I am assembling a gtf file from a bam file which I generated by aligning my rnaseq reads using STAR. Assembly was done using StringTie and the Ensembl annotation file for GRCh38.
My problem is that the resulting gtf file does not contain all the information that is in the reference annotation. Crucially, it is missing information on transcript biotype which I am interested in.

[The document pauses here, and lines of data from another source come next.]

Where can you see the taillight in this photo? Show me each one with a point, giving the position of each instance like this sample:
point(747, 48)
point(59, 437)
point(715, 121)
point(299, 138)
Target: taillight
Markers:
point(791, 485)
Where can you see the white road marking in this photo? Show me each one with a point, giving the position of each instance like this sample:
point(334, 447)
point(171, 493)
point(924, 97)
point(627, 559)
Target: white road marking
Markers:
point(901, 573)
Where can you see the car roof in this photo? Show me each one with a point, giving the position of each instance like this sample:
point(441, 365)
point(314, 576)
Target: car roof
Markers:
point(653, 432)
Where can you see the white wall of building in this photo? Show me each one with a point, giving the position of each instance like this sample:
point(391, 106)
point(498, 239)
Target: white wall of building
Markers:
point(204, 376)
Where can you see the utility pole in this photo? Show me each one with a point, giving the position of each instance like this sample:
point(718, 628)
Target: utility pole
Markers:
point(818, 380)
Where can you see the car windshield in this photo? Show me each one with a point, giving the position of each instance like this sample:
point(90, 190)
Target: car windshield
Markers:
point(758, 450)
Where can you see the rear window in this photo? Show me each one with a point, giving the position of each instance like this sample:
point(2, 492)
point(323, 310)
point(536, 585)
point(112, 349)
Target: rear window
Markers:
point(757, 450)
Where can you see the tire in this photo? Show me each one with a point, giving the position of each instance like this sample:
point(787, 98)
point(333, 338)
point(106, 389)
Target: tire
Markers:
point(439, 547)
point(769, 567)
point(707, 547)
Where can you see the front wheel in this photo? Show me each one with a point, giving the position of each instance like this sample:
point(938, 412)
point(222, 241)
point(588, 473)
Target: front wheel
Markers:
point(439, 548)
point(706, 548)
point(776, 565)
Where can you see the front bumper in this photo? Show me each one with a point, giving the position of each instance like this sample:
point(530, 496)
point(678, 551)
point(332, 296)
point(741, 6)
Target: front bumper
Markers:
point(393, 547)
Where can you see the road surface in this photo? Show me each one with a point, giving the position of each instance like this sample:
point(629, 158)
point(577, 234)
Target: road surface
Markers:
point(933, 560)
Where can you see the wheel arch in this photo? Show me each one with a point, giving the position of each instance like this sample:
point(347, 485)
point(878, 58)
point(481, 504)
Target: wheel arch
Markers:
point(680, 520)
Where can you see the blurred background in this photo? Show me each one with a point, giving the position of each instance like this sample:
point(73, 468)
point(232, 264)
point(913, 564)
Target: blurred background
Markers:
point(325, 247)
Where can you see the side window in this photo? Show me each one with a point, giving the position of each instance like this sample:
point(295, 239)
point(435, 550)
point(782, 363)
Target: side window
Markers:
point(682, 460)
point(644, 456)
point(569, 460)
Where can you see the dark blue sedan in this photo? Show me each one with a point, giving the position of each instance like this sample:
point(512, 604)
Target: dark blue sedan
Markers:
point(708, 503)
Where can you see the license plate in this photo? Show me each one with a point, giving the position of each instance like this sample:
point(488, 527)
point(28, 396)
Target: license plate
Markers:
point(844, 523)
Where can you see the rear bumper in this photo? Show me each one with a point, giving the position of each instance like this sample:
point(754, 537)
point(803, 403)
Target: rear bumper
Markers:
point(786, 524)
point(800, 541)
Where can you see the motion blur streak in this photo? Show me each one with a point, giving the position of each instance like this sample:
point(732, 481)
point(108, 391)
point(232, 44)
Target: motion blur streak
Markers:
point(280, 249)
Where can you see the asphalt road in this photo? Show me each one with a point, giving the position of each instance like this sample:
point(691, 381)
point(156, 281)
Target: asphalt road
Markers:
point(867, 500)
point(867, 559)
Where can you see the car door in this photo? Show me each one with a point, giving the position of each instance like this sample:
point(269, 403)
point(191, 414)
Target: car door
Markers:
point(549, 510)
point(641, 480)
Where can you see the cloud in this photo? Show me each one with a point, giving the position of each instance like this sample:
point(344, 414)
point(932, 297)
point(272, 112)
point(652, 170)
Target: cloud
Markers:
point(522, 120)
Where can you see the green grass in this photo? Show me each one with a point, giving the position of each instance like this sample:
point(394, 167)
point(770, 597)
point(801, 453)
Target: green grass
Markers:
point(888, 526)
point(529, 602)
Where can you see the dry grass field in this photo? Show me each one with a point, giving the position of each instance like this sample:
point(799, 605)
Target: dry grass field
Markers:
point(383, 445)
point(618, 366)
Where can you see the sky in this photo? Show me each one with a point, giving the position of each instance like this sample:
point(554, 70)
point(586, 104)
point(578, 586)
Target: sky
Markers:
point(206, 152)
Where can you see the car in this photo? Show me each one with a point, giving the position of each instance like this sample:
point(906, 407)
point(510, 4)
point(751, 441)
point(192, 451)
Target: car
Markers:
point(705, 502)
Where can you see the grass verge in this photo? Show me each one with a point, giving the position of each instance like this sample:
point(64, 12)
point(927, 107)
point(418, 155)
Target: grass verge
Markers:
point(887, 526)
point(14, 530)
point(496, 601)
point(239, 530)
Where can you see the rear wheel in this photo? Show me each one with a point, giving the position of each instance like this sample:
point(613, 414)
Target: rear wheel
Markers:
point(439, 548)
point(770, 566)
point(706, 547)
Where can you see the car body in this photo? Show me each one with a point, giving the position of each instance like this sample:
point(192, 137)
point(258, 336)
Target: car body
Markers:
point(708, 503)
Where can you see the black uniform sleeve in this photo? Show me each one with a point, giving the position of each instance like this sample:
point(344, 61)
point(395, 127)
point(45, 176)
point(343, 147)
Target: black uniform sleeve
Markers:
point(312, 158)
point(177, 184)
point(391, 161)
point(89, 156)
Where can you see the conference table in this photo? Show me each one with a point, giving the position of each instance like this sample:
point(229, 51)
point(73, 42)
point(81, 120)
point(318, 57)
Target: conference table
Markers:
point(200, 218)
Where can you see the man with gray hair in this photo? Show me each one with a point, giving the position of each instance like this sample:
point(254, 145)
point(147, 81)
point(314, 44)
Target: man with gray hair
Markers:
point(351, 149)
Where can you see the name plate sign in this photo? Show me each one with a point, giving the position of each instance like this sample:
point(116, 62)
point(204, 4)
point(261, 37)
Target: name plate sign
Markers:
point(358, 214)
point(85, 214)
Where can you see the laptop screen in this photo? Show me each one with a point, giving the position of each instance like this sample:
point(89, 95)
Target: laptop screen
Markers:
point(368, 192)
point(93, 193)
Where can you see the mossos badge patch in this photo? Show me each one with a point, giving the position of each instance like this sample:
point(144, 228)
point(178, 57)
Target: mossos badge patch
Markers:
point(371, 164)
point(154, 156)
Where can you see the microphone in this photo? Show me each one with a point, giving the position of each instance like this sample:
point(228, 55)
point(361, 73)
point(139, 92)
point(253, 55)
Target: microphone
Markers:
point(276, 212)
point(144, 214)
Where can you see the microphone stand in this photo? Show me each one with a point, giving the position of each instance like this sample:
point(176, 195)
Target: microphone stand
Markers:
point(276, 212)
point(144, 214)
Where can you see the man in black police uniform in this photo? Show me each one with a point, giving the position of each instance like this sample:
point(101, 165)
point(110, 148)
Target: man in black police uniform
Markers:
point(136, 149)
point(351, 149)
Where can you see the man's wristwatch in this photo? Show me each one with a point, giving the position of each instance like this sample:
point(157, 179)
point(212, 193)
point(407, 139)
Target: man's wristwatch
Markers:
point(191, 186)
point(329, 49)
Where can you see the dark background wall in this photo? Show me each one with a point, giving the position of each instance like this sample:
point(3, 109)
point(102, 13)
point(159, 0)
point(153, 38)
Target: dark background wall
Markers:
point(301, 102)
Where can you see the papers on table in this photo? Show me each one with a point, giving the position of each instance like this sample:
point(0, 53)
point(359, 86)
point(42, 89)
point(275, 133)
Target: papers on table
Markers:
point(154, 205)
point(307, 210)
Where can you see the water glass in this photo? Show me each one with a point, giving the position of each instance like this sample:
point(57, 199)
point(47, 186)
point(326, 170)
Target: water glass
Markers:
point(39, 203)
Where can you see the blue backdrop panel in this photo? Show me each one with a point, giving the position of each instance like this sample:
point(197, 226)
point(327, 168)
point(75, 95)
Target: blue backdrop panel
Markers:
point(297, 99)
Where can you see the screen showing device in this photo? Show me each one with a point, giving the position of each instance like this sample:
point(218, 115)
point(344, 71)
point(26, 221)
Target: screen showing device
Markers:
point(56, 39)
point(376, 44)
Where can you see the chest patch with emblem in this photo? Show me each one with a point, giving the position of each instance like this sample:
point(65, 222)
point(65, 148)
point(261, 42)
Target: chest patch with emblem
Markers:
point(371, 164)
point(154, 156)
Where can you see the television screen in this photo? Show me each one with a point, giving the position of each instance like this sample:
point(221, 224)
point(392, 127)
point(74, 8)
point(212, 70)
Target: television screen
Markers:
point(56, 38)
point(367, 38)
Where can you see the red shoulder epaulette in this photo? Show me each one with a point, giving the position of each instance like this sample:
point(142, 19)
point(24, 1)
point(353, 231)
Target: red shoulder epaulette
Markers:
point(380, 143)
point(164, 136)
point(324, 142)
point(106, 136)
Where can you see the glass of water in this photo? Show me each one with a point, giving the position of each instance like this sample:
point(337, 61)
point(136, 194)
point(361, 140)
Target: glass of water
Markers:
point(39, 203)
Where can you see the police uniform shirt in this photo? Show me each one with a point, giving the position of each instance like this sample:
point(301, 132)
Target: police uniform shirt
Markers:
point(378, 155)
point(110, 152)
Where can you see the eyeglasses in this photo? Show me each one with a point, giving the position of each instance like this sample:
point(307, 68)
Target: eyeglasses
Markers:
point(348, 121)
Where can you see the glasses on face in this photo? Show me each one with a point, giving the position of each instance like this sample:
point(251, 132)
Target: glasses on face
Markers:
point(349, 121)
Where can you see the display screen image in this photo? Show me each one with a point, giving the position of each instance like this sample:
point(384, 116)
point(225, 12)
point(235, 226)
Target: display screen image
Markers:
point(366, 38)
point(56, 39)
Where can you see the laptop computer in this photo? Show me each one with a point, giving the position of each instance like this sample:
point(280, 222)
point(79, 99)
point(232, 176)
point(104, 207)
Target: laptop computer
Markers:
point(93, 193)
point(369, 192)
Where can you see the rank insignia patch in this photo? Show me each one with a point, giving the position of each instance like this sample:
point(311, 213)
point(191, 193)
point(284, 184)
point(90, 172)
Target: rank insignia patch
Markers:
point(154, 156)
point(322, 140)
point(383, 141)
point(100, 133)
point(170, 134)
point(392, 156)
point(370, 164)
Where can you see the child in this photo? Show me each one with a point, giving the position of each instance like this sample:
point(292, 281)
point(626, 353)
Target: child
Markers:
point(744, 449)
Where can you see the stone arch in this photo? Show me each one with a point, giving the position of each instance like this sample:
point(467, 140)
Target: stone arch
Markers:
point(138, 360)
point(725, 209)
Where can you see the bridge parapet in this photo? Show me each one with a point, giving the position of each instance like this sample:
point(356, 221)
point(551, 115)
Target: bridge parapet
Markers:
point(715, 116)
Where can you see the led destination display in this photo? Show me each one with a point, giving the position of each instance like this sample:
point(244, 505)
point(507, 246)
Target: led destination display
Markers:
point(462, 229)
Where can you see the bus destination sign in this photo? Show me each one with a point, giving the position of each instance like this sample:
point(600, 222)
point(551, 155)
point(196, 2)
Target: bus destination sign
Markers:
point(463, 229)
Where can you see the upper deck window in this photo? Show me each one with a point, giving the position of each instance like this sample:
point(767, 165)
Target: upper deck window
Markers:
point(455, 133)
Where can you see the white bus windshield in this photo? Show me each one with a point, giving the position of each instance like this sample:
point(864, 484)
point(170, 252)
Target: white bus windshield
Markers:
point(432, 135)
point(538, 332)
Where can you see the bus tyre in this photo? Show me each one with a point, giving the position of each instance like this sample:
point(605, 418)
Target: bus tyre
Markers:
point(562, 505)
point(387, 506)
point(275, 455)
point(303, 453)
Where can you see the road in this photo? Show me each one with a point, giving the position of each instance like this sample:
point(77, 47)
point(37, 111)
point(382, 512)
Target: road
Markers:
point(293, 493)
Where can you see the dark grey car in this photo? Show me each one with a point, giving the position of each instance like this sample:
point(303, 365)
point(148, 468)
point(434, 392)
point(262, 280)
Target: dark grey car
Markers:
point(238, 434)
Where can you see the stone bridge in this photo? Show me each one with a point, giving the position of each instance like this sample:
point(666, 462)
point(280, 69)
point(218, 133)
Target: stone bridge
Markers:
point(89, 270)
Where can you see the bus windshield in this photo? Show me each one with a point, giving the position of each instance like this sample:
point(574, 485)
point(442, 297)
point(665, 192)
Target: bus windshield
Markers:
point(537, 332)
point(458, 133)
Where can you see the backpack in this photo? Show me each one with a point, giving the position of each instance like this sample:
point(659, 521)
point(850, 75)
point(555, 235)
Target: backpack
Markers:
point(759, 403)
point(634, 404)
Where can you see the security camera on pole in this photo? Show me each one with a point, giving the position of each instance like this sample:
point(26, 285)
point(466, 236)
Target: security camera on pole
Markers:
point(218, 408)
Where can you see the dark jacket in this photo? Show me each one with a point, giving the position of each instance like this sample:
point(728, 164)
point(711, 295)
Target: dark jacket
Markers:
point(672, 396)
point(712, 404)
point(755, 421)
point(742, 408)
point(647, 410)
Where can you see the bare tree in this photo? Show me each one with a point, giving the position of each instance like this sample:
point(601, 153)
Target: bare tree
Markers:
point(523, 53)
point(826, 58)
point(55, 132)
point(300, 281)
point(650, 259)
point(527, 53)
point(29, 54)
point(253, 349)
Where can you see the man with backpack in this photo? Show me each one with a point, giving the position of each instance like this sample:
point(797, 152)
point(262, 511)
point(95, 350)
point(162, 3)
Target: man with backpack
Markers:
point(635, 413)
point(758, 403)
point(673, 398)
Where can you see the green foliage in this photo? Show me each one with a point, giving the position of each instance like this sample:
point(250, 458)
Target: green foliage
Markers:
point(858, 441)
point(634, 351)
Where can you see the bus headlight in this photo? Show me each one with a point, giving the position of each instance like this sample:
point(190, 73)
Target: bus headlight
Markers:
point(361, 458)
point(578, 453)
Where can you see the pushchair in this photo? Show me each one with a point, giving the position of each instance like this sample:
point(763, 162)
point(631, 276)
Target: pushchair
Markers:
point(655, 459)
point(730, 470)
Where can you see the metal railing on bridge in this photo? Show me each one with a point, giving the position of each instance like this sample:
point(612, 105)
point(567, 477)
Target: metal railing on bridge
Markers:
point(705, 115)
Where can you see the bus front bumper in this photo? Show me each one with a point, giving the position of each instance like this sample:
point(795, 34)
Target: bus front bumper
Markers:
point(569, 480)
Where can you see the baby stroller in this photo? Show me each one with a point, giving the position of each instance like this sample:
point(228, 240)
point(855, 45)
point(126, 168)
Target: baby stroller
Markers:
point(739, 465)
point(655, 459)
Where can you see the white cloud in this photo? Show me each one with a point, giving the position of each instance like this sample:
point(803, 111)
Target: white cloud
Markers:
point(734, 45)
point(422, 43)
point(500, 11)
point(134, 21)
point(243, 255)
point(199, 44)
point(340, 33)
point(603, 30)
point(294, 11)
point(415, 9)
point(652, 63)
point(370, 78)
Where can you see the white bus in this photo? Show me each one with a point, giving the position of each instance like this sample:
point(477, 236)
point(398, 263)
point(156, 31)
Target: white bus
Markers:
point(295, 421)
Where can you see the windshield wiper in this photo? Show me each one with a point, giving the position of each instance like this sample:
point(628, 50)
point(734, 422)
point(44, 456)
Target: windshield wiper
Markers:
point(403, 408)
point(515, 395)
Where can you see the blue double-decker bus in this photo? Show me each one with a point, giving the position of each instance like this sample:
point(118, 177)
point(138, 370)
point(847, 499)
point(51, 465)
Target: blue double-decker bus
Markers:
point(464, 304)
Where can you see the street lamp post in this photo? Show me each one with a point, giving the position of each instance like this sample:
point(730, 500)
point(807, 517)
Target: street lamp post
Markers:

For instance the reference annotation has the following fields for a transcript:
1 havana exon 12975 13052 . + . gene_id "ENSG00000223972"; gene_version "5"; transcript_id "ENST00000450305"; transcript_version "2"; exon_number "4"; gene_name "DDX11L1"; gene_source "havana"; gene_biotype "transcribed_unprocessed_pseudogene"; transcript_name "DDX11L1-201"; transcript_source "havana"; transcript_biotype "transcribed_unprocessed_pseudogene"; exon_id "ENSE00001799933"; exon_version "2"; tag "basic"; transcript_support_level "NA";
However, my assembled gtf file looks like this:
1 StringTie exon 12613 12721 1000 + . gene_id "MSTRG.1"; transcript_id "ENST00000456328"; exon_number "2"; gene_name "DDX11L1"; ref_gene_id "ENSG00000223972";
I've also tried searching the entire file for "transcript_biotype" but nothing comes up.
From this previous post, I saw that a potential fix might be to convert the gtf to bed12 and then annotate the bed12 using the Ensembl annotation file. However, I'm not sure exactly which bedtools function to use.
Would be great if anyone could point to a different solution.
Hey, same question here. Have you solve it?